關于從連接的資料框中管理重復列有幾個很好的答案,例如(如何在連接后避免重復列?),但是如果我只是向 DataFrame 顯示了我必須處理的重復列,該怎么辦。我無法控制導致這一點的程序。
我擁有的:
val data = Seq((1,2),(3,4)).toDF("a","a")
data.show
--- ---
| a| a|
--- ---
| 1| 2|
| 3| 4|
--- ---
我想要的是:
--- ---
| a|a_2|
--- ---
| 1| 2|
| 3| 4|
--- ---
withColumnRenamed("a","a_2") 不起作用,原因很明顯。
uj5u.com熱心網友回復:
我發現這樣做的最簡單方法是:
val data = Seq((1,2),(3,4)).toDF("a","a")
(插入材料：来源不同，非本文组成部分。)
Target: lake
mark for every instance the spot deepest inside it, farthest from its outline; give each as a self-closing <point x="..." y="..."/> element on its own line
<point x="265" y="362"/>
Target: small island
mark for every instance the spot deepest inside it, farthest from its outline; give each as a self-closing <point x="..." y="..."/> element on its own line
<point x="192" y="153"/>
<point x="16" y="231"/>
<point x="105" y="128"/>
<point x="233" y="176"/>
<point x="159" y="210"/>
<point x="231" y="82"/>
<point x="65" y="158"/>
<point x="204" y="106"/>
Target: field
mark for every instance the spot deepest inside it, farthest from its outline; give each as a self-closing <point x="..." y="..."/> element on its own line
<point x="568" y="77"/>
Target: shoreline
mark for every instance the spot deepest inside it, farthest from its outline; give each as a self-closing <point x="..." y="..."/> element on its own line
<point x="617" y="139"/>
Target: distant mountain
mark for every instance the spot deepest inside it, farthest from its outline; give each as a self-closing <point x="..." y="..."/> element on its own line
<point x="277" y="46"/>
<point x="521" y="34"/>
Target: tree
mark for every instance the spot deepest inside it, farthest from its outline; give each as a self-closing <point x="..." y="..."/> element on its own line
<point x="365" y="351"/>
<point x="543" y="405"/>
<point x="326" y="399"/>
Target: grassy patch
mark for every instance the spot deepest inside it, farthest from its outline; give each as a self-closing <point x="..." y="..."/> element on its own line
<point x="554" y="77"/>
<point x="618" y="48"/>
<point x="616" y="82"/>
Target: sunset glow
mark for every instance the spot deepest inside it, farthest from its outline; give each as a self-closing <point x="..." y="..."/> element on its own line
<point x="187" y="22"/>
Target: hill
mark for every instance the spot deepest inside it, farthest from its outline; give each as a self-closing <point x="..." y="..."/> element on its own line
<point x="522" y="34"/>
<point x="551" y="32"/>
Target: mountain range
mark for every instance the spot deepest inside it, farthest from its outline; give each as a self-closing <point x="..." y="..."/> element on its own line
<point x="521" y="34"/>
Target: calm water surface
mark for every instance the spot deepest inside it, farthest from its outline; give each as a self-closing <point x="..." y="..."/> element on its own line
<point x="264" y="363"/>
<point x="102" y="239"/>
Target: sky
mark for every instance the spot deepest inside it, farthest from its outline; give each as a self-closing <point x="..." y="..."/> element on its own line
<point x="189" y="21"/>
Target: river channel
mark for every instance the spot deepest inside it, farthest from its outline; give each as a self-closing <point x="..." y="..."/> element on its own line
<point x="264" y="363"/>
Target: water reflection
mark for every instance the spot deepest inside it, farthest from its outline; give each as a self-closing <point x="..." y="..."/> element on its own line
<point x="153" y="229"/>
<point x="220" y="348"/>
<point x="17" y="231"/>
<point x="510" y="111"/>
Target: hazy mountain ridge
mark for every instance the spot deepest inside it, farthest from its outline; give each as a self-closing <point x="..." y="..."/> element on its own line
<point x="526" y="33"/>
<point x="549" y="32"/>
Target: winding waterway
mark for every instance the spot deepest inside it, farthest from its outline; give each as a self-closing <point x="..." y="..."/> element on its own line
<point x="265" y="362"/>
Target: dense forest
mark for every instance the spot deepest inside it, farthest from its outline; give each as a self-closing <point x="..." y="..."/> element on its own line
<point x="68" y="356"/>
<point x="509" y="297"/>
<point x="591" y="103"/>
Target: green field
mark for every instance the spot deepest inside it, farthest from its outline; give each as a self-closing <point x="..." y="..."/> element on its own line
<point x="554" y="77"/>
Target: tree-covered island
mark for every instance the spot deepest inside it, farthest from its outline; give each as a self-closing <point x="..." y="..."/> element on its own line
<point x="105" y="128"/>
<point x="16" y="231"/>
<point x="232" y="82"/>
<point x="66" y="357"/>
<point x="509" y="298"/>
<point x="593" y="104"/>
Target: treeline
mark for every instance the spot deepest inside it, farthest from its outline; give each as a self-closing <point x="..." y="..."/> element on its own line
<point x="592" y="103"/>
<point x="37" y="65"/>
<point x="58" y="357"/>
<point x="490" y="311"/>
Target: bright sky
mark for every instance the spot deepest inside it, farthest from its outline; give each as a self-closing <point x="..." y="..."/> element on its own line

val deduped = data.toDF("a","a_2")
deduped.show
--- ---
| a|a_2|
--- ---
| 1| 2|
| 3| 4|
--- ---
對于更通用的解決方案:
val data = Seq(
(1,2,3,4,5,6,7,8),
(9,0,1,2,3,4,5,6)
).toDF("a","b","c","a","d","b","e","b")
data.show
--- --- --- --- --- --- --- ---
| a| b| c| a| d| b| e| b|
--- --- --- --- --- --- --- ---
| 1| 2| 3| 4| 5| 6| 7| 8|
| 9| 0| 1| 2| 3| 4| 5| 6|
--- --- --- --- --- --- --- ---
import scala.annotation.tailrec
def dedupeColumnNames(df: DataFrame): DataFrame = {
@tailrec
def dedupe(fixed_columns: List[String], columns: List[String]): List[String] = {
if (columns.isEmpty) fixed_columns
else {
val count = columns.groupBy(identity).mapValues(_.size)(columns.head)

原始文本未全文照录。